To investigate the known increase in cystic fibrosis disease severity in females, Ray D. Coakley, M.D., and colleagues from the University of North Carolina at Chapel Hill examined whether estrogen (17β-estradiol) affected signaling pathways in airway epithelial cells that raise intracellular calcium ion levels and stimulate chloride ion secretion in response to nucleotides. The genetic defect responsible for the disease impairs chloride ion and water secretion from airway epithelial cells, leading to mucus plugging, they note, and this alternate pathway for chloride secretion can compensate.
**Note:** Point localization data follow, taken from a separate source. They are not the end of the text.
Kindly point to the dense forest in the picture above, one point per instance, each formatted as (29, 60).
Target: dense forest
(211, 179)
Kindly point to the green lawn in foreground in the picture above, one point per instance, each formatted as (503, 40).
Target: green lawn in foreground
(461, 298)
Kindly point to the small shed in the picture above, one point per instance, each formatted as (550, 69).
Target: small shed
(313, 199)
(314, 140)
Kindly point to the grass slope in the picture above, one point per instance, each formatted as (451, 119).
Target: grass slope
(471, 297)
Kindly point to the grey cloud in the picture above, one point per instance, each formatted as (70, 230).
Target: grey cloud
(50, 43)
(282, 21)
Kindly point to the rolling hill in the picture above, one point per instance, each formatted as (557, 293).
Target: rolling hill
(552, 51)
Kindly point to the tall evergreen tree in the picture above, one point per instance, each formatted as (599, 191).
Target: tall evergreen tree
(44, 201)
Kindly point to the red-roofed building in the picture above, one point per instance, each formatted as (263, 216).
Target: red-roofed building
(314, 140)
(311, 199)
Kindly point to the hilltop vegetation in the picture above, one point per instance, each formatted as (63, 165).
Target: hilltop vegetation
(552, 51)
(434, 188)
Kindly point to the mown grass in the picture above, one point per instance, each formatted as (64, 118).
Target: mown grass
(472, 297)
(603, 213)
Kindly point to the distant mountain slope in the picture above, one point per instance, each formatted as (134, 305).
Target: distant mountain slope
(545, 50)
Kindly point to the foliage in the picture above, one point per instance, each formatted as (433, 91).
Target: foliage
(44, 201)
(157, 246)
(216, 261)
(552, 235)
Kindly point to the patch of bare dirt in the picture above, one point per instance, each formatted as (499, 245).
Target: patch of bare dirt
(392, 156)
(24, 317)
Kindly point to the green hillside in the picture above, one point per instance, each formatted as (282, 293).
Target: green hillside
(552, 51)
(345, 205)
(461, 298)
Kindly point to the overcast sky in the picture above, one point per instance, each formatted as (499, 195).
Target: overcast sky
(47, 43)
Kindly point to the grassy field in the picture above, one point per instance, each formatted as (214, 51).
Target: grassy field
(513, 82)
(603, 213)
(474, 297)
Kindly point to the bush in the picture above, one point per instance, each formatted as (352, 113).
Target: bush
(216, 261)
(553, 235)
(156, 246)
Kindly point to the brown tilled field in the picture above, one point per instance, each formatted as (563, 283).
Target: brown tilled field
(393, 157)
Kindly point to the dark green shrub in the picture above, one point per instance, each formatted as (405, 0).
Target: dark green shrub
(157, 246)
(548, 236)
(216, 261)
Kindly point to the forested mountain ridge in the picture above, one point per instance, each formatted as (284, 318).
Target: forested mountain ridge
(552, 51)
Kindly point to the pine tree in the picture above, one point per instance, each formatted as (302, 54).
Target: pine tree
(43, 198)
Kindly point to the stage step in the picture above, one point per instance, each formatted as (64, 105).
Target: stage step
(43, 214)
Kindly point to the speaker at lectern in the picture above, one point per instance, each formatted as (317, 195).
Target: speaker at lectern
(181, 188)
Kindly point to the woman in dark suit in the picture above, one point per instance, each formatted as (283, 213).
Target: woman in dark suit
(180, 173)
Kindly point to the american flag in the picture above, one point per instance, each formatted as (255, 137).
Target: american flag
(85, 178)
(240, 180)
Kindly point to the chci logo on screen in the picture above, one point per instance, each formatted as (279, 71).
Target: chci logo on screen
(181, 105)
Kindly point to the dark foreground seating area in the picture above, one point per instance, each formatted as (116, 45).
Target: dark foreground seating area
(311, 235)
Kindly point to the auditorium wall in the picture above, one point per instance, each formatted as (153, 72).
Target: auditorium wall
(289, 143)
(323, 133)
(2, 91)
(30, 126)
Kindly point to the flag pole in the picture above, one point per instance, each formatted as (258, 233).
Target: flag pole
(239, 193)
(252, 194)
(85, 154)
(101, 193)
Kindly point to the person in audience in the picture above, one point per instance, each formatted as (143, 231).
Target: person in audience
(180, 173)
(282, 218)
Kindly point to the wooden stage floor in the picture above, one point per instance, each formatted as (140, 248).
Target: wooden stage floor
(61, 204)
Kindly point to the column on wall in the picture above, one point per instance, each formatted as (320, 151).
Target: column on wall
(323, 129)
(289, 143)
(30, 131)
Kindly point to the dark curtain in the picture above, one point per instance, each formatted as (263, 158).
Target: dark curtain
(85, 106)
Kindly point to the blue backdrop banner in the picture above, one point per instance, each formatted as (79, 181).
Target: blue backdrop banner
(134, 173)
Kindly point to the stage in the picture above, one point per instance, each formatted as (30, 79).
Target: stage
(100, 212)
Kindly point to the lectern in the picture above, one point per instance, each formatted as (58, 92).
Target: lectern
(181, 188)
The researchers found reduced uridine triphosphate-mediated chloride ion secretion in both normal healthy women and women with cystic fibrosis during the periovulatory phase, when estrogen levels were highest. Estrogen also inhibited calcium ion signaling and airway surface liquid volume homeostasis in normal and cystic fibrosis airways. Estrogen antagonists such as tamoxifen prevented this inhibition of calcium ion signaling, according to the study.
"If sex hormone cycling is leading to a significant reduction in airway mucociliary clearance, perhaps low-dose oral or patch contraceptives could be modified to reduce the disadvantage," Pamela Zeitlin, M.D., from Johns Hopkins School of Medicine in Baltimore, writes in an accompanying editorial.